Was reizt Dich am Feature-Schreiben?
Mir gefällt es vor allem, anhand von individuellen Geschichten etwas über die Gesellschaft zu erzählen. Durch die intensive Auseinandersetzung mit den Protagonist*innen entstehen oft sogar Freundschaften. Außerdem mag ich sehr, wie sich im Schnitt die Einzelteile zu einem mosaikartigen Ganzen zusammenfügen.
Gibt es ein Feature von Dir, das Du besonders gerne magst?
Ja, das heißt „Wahnsinn, Familie“. (https:/hoerspielundfeature.de/wahnsinn-familie-102.html) Trotz der schwierigen und überfordernden Lage für einige Familien, ist es ein humorvolles Stück geworden. Das liegt vor allem an den sehr unterschiedlichen Protagonist*innen, die wir gefunden haben. Ich arbeite übrigens immer zusammen mit Josef Maria Schäfers, deswegen möchte ich gar nicht nur von mir reden. Der Kniff war, dass die Kinder der Familien die Sprechertexte übernommen haben, jeweils für die andere Familie. Die haben das super gemacht.

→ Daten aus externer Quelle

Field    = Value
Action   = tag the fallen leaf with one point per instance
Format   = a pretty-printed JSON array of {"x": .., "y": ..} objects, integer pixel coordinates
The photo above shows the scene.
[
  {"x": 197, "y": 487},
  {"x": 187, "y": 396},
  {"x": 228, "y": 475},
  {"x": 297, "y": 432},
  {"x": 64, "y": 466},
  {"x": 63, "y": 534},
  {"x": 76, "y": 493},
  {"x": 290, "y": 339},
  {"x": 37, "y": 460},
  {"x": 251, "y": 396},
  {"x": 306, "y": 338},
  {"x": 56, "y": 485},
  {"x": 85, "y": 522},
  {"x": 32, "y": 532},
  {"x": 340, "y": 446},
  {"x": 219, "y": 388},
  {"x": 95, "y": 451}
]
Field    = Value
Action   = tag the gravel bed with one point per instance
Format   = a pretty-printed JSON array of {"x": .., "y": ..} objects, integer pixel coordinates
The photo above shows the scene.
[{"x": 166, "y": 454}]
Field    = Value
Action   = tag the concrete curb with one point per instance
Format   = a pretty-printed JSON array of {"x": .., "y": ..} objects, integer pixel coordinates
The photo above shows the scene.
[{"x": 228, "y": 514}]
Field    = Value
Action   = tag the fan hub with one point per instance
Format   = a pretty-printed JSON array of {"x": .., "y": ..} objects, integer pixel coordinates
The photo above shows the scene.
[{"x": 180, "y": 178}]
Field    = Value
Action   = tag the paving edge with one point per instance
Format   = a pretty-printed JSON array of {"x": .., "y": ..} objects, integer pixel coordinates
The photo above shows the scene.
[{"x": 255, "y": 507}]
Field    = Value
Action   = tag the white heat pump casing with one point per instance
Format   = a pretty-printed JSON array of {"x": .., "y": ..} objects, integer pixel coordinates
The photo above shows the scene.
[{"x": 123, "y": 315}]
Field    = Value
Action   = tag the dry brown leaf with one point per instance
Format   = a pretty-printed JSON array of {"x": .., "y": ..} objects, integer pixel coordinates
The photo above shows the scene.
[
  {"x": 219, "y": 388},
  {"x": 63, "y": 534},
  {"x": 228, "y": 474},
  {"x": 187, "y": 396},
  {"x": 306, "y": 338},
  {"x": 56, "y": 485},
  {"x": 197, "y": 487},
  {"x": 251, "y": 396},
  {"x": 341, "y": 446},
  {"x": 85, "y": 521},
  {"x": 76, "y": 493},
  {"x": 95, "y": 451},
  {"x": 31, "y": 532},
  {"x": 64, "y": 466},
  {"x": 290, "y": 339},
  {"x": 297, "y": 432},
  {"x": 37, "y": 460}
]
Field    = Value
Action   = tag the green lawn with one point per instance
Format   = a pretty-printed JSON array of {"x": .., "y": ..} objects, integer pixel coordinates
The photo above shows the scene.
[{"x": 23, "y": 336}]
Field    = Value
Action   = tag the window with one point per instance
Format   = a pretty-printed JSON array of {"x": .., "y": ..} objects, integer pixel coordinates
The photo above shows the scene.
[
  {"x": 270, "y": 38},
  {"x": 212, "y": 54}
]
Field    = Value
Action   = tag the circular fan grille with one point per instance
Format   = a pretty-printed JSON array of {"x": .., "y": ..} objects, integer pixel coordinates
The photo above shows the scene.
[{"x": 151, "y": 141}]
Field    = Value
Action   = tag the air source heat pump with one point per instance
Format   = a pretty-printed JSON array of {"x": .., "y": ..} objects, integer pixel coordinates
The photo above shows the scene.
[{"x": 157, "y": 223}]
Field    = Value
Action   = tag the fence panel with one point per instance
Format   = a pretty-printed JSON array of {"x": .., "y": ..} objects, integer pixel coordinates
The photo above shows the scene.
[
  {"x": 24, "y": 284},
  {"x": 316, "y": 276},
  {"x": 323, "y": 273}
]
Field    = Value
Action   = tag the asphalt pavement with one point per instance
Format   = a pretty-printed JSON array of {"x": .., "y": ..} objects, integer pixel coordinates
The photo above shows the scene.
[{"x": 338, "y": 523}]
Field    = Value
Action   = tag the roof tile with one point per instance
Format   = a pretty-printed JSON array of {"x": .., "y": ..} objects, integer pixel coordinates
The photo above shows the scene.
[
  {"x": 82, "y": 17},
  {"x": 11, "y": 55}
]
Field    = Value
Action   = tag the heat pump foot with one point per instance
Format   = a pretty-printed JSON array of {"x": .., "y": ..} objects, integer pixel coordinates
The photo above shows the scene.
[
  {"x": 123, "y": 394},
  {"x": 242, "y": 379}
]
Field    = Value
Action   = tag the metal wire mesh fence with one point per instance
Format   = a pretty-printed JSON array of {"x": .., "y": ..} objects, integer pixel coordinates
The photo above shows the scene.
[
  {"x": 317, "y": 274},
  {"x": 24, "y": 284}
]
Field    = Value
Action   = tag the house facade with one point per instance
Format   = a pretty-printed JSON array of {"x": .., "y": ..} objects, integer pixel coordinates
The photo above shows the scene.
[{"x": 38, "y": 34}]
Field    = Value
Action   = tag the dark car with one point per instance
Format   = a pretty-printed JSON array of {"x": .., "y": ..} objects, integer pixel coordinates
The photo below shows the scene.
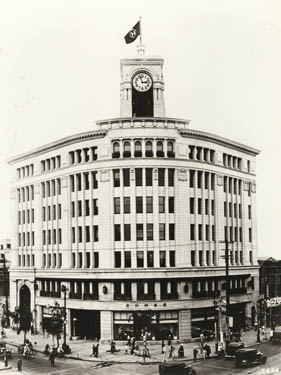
[
  {"x": 247, "y": 357},
  {"x": 176, "y": 369},
  {"x": 232, "y": 347},
  {"x": 276, "y": 338}
]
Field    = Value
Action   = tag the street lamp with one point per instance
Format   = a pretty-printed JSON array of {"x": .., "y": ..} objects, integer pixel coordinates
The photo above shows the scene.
[{"x": 65, "y": 346}]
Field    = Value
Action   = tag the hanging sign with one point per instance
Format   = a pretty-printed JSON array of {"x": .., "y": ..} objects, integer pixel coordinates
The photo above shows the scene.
[{"x": 273, "y": 302}]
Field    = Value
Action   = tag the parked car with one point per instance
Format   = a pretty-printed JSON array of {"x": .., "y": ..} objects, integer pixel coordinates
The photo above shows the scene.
[
  {"x": 206, "y": 332},
  {"x": 276, "y": 338},
  {"x": 247, "y": 357},
  {"x": 171, "y": 368},
  {"x": 232, "y": 347}
]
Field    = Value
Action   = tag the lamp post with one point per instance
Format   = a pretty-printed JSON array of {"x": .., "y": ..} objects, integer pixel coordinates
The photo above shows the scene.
[{"x": 64, "y": 290}]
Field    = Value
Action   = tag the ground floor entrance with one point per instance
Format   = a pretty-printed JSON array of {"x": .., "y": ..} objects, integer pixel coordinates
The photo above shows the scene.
[{"x": 85, "y": 324}]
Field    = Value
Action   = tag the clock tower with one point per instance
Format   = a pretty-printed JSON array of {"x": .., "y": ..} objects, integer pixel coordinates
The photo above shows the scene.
[{"x": 142, "y": 86}]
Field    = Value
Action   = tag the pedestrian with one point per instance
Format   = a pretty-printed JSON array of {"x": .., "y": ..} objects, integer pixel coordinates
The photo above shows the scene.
[
  {"x": 97, "y": 351},
  {"x": 169, "y": 339},
  {"x": 162, "y": 346},
  {"x": 172, "y": 351},
  {"x": 6, "y": 360},
  {"x": 19, "y": 364},
  {"x": 195, "y": 352},
  {"x": 164, "y": 359},
  {"x": 181, "y": 351},
  {"x": 52, "y": 358}
]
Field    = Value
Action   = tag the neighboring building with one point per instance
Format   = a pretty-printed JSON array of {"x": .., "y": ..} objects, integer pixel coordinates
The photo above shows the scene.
[
  {"x": 270, "y": 286},
  {"x": 131, "y": 217}
]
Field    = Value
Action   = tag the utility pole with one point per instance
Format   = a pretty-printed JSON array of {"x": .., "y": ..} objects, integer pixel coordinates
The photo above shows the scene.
[{"x": 227, "y": 287}]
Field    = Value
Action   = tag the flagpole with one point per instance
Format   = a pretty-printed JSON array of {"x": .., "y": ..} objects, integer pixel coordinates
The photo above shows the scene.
[{"x": 140, "y": 32}]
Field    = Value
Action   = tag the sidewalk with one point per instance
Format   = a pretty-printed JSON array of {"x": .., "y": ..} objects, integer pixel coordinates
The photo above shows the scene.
[{"x": 82, "y": 349}]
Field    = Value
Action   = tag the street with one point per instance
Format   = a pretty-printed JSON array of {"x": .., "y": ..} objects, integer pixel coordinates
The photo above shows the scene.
[{"x": 41, "y": 365}]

Du hast mit Mitstreiter*innen die „Feature-Offensive“ gegründet. Was war das Motiv Eurer Initiative?
Es gab in der ARD eine Art Evaluation der Feature-Sendeplätzen. Ein Team sollte darauf schauen, wie es dem Feature geht. Uns sprach eine Redakteurin an, die sagte: „Von Euch Autorinnen und Autoren ist nichts zu sehen und zu hören.“ Jetzt sei doch der Moment, dass wir etwas zu den Missständen sagen.
Ich bin im Vorstand der Hans-Flesch-Gesellschaft, einem Zusammenschluss von Hörspiel- und Featureschaffenden, und da wurden über Jahre immer wieder diese Themen angesprochen: Es gibt zu wenige Feature-Sendeplätze und die Honorare sind so mager, dass wir damit nicht mal unser Leben während der Herstellung des Manuskripts finanzieren können. Es war klar, dass wir mit der ARD ins Gespräch kommen müssen. Am Anfang war ich auch bei den Hörspielverhandlungen mit dabei. Die Autor*innen haben jetzt wesentlich bessere Vergütungen verhandelt, und an deren neu verhandeltes Modell würden wir uns gerne anlehnen.

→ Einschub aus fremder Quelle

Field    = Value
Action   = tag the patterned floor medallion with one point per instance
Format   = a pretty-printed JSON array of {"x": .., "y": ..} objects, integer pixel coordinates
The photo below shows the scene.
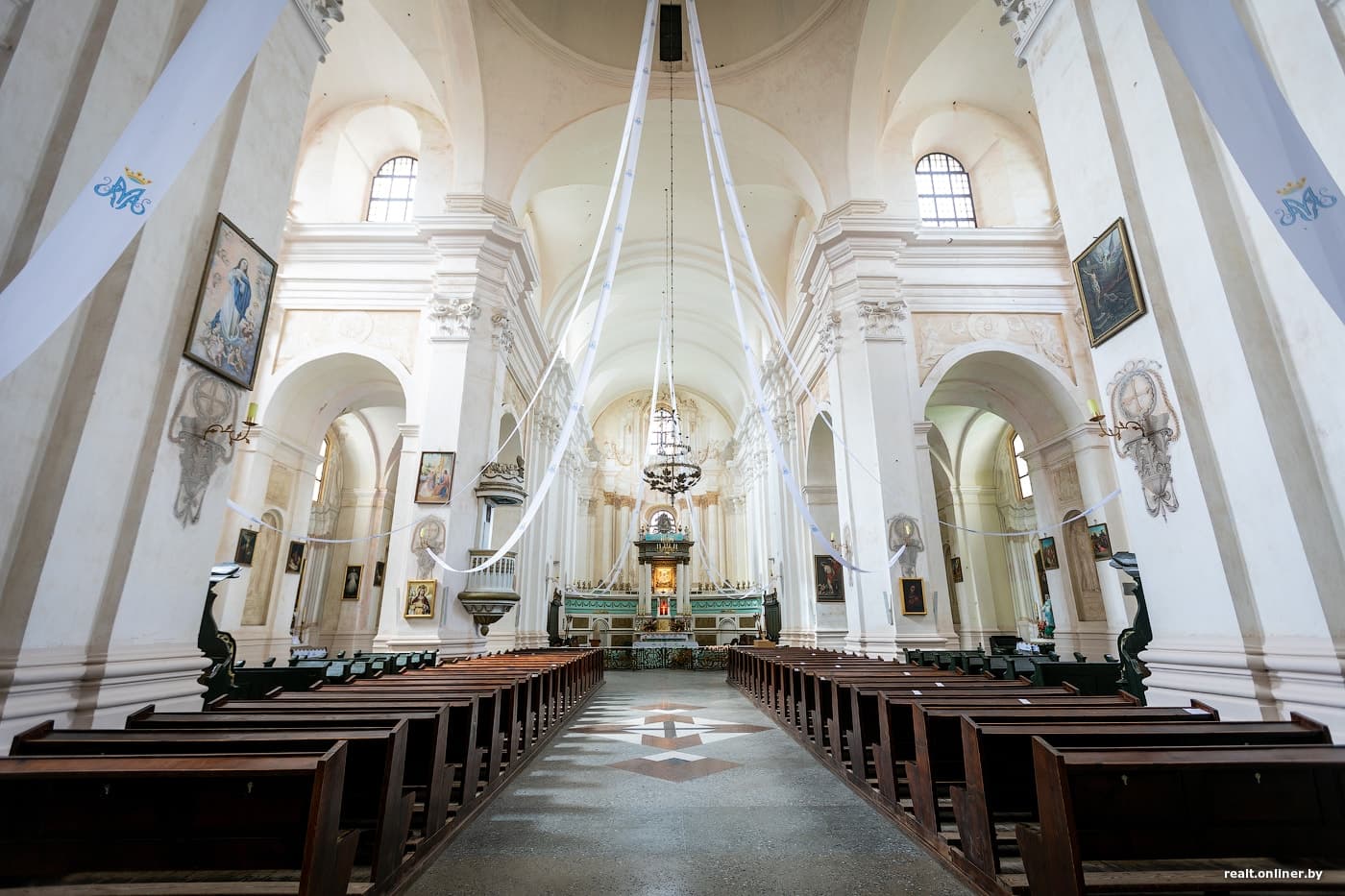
[{"x": 670, "y": 732}]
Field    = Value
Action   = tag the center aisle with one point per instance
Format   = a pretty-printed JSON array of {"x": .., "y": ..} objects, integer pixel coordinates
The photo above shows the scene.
[{"x": 672, "y": 784}]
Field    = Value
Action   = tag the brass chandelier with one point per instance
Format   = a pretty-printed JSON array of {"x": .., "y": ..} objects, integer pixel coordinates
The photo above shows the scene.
[{"x": 672, "y": 469}]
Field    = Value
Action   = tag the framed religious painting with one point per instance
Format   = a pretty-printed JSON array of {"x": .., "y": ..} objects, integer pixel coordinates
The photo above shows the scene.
[
  {"x": 1100, "y": 541},
  {"x": 420, "y": 599},
  {"x": 1109, "y": 287},
  {"x": 296, "y": 556},
  {"x": 827, "y": 574},
  {"x": 912, "y": 597},
  {"x": 232, "y": 305},
  {"x": 434, "y": 485},
  {"x": 350, "y": 591},
  {"x": 245, "y": 547},
  {"x": 1049, "y": 559}
]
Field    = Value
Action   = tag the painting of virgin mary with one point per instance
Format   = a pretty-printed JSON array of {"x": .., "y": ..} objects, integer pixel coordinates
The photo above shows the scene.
[{"x": 232, "y": 305}]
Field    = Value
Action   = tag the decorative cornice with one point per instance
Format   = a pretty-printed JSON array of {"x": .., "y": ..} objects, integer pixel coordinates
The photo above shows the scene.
[
  {"x": 1026, "y": 17},
  {"x": 452, "y": 318},
  {"x": 880, "y": 319},
  {"x": 501, "y": 335},
  {"x": 319, "y": 16}
]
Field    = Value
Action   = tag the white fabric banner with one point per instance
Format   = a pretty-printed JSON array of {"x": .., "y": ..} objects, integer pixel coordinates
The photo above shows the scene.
[
  {"x": 625, "y": 173},
  {"x": 709, "y": 121},
  {"x": 1263, "y": 136},
  {"x": 141, "y": 166}
]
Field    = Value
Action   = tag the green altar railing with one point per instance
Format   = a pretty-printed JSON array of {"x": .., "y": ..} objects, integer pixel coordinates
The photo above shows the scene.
[{"x": 693, "y": 658}]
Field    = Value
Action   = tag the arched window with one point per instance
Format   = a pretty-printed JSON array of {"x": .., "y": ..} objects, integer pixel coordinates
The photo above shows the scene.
[
  {"x": 1018, "y": 466},
  {"x": 944, "y": 191},
  {"x": 320, "y": 473},
  {"x": 393, "y": 191},
  {"x": 663, "y": 436}
]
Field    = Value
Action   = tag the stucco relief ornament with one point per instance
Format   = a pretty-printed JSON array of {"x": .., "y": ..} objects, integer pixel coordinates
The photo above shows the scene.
[
  {"x": 501, "y": 336},
  {"x": 452, "y": 318},
  {"x": 829, "y": 336},
  {"x": 881, "y": 319},
  {"x": 429, "y": 533},
  {"x": 205, "y": 401},
  {"x": 1146, "y": 426},
  {"x": 904, "y": 532}
]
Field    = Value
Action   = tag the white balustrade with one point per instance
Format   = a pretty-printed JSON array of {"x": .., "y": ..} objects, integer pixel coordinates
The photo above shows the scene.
[{"x": 495, "y": 579}]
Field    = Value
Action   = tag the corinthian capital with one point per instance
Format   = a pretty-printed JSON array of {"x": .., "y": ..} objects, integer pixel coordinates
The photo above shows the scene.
[
  {"x": 881, "y": 319},
  {"x": 452, "y": 316}
]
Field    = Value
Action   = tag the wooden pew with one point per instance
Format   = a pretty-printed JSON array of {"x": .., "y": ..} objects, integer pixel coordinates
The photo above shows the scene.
[
  {"x": 938, "y": 762},
  {"x": 896, "y": 721},
  {"x": 1183, "y": 804},
  {"x": 999, "y": 781},
  {"x": 427, "y": 742},
  {"x": 373, "y": 798},
  {"x": 1089, "y": 678},
  {"x": 175, "y": 814}
]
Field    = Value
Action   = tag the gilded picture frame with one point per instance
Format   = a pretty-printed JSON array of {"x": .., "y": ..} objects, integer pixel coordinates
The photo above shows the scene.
[
  {"x": 1109, "y": 287},
  {"x": 232, "y": 304},
  {"x": 829, "y": 577},
  {"x": 434, "y": 479},
  {"x": 420, "y": 599},
  {"x": 912, "y": 597},
  {"x": 350, "y": 590}
]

Wir haben uns in einem kleinen Kreis gefunden. Wir sind sehr aktiv, manchmal treffen wir uns zweimal pro Woche. Mit sechs Leuten kann man sich einigermaßen spontan treffen. Wir brauchen dennoch immer auch Hilfe von anderen. Nur so können wir zu Vereinbarungen mit der ARD kommen.
Wie ist die Vereinbarung beim Hörspiel, die als Vorbild fürs Feature taugen könnte?
Beim Hörspiel bekommen die Autor*innen jetzt ein viel höheres Ersthonorar – etwa zweieinhalbfach mehr als ursprünglich. Die ARD bekommt dafür das Stück und kann nach einem ausgehandelten Punktesystem mehrmals senden. Innerhalb des ARD-Sendeverbundes können sie das Hörspiel kostenlos übernehmen, wiederholen oder für eine begrenzte Zeit online stellen. Allerdings: Wenn die gekauften Punkte abgegolten sind und die ARD-Sender weiterhin senden oder online stellen möchten, müssen sie weitere Punkte von den Autorinnen und Autoren kaufen. Das heißt, man kann sogar über das zweieinhalbfach höhere Ersthonorar hinauskommen. Diese höhere Grundvergütung bedeutet mehr Sicherheit, denn bislang konnten sich die Autorinnen und Autoren nur über zusätzliche Wiederholungen und Übernahmen finanzieren, die nie vertraglich zugesichert waren. So wie beim Hörspiel, wünschen wir es uns auch beim Feature. Wenn ein Feature nur einmal ausgestrahlt wird, müssen wir uns ständig die Frage stellen: Kann ich mir das Feature-Machen noch leisten?
Hier der Link zur Hörspiel-Vereinbarung (GVR Hörspiel):
https://vtteha.de/wp-content/uploads/2025/09/Gemeinsame-Verguetungsregel.pdf
Wie schwer ist es, als Autor*in vom Feature zu leben?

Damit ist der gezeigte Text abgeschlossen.